Then, the patients with IPF in the training cohort were categorized into a high- and low-risk group according to the median risk score (Figure 5A), and the high-risk group was demonstrated to be more likely to encounter death earlier (Figure 5B). At the same time, the patients in both subgroups were demonstrated to be distributed in a discrete direction by PCA and t-SNE analysis (Figures 5C,D). Subsequently, the predictive power of the prognostic model was further evaluated by the survival and a ROC curve analysis. The K–M plot revealed that the patients with IPF in the high-risk group had a worse prognosis than those in the low-risk group (p < 0.001, Figure 5E). In addition, the time-dependent ROC curve analysis elucidated that the 1-, 2-, and 3-year area under the curve (AUC) were 0.737, 0.772, and 0.731, respectively (Figure 5F). The expression levels of the five FRGs in each sample between the two risk groups are presented in Figure 5G. In addition, three of the five FRGs (NRAS, MUC1, and ZFP36) were also found differentially expressed between the normal and IPF tissue in the combination of the four GEO datasets (Supplementary Figure 1, p < 0.05).

Figure 5.

Figure 5

Prognostic analysis of the five-FRGs signature in the training group. Distribution of IPF samples (A) and OS status (B) based on the median risk score. PCA (C) and t-SNE (D) analysis of the training group. Kaplan–Meier survival (E) and time-dependent ROC curve (F) analysis of the five-FRGs signature in training group. (G) Heatmap of the expression profiles of the five-FRGs in low- and high-risk groups. FRGs, ferroptosis-related genes; IPF, idiopathic pulmonary fibrosis; OS, overall survival; PCA, principal component analysis; t-SNE, t-distributed stochastic neighbor embedding; ROC, receiver operating characteristic.

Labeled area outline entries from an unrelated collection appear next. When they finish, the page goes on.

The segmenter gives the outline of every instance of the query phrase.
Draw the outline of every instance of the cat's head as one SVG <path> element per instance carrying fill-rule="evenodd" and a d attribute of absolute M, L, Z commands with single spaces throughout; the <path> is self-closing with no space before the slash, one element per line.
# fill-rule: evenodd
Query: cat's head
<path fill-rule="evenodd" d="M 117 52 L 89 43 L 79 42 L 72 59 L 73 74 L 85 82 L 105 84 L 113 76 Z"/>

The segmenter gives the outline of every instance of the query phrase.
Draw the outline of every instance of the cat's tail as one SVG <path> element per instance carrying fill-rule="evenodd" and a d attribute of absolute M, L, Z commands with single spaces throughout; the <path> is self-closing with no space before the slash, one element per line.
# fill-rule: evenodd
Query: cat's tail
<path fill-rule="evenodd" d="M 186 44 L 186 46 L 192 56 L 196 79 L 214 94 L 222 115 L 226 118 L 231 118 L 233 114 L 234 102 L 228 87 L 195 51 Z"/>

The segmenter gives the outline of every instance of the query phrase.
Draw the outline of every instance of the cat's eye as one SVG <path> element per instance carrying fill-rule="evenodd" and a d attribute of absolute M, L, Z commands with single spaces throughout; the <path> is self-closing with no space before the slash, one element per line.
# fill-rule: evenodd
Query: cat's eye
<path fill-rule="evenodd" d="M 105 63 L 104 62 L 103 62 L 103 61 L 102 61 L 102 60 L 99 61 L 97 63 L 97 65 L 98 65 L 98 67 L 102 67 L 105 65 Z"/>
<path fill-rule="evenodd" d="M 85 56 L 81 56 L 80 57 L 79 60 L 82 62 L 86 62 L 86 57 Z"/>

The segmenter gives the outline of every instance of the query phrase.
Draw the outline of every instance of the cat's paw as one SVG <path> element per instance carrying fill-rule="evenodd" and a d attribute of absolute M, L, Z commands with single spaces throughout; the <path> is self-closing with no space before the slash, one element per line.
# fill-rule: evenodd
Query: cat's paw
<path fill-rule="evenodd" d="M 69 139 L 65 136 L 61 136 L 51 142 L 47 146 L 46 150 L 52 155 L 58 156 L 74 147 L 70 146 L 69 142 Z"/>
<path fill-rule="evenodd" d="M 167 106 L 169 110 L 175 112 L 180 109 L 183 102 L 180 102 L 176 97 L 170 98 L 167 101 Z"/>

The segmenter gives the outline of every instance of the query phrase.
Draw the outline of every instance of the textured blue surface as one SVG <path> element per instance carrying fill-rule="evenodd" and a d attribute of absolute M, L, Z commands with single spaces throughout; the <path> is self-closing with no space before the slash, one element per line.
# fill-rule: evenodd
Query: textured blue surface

Validation of the Prognostic Signature in the Testing Group

The patients from the testing cohort were also separated in the two risk groups based on the median risk score to evaluate the robustness of the prognostic model constructed in the training cohort (Figure 6A). Similar to the results of the training cohort, the patients with the high-risk tended to reach the end of life earlier in the validation group (Figure 6B). The PCA and t-SNE analysis showed that the distribution in the discrete direction of patients in the two subgroups was similar to that in the training group (Figures 6C,D). Meanwhile, a worse prognosis was also found in the patients with IPF with high-risk in the testing group (p < 0.001, Figure 6E), and an ROC curve also elucidated a satisfactory accuracy of the prognostic model to identify the 1-, 2-, and 3-year OS of IPF in the testing group (Figure 6F, AUC at 1 year: 0.891; 2 years: 0.870; and 3 years: 0.678). The heatmap showed that the expression trend of the five FRGs between the high- and low-risk samples of the testing group was similar to that of the training group (Figure 6G).

Figure 6.

Figure 6

Internal validation of the five-FRGs signature. Distribution of IPF samples (A) and OS status (B) based on the median value of the risk scores. PCA (C) and t-SNE (D) analysis of the testing group. Kaplan–Meier survival (E) and time-dependent ROC curve (F) analysis of the five-FRGs signature in the testing group. (G) Heatmap of the expression profiles of the five-FRGs in low- and high-risk groups of the testing cohort. FRGs, ferroptosis-related genes; IPF, idiopathic pulmonary fibrosis; OS, overall survival; PCA, principal component analysis; t-SNE, t-distributed stochastic neighbor embedding; ROC, receiver operating characteristic.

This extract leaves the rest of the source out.